Applying uniform updates across episodes in a bundled care model would prove lucrative for hospitals treating MI patients and would be a money loser for facilities offering breast cancer treatments, according to their analysis.

“In the case of PCI, when we first started doing a lot of these cardiovascular procedures, it took a lot longer to do them,” says Rosen, whose research interests include resource use in cardiovascular disease. “They were more costly because there was a learning curve effect. More could be done over time but the weights didn’t go down, [so] then there was a relative overpayment.”

Unintended consequences

Bundled payments provide financial incentives for hospitals to reduce costs, which should lower healthcare spending. They also encourage physicians to look beyond their individual contribution and coordinate care, which should lead to improved outcomes. But potentially the allure of profits could overpower care.
“Theoretically it could push a hospital to do things they shouldn’t do to save money,” Altman says. “There could be a potential for hospitals to skimp on activities that they don’t think are important but are.”

Judith Feder, PhD, of the Georgetown Public Policy Institute at Georgetown University in Washington, D.C., shares that concern. Feder, whose work focuses on post-acute care, sees skimping and patient selection as possible downsides. In post-acute settings such as skilled nursing homes, where patient classification is weak and practice is not supported by established guidelines, facilities may favor patients who need little care or provide insufficient care to those in need.

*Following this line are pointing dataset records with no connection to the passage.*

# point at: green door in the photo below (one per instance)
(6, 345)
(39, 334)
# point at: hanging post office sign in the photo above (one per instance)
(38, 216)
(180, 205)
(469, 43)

“A lot of the bundles include post-acute care,” Feder notes. “The hope behind paying a single rate for a bundle of services is that it will assure appropriate use across the mix of services and thereby promote efficient delivery of quality care. But achieving that goal requires strong norms for appropriate care and precise classification of patients into distinct groups that reflect their care needs. If your norms and classifications are weak and your incentives are powerful, you create enormous pressure for selection and skimping.”

Researchers offer several suggestions to keep the bundled payment approach on a path to success.  Feder proposes a temporary hybrid payment system, a combination of fee for service with incentives for cost savings in which Medicare and providers share savings and risk, until a robust system exists for measuring patient needs and outcomes.

Rosen, using PCI as an example, recommends payment reform that recognizes clinical nuance.  “A technological advance has very different health benefits, depending on the setting in which it is done,” she says, arguing that primary PCIs save live while non-primary PCIs don’t. “The extent to which we can get more and more nuanced tailoring to make sure we are paying for those things that are likely to save lives, the better off we are.”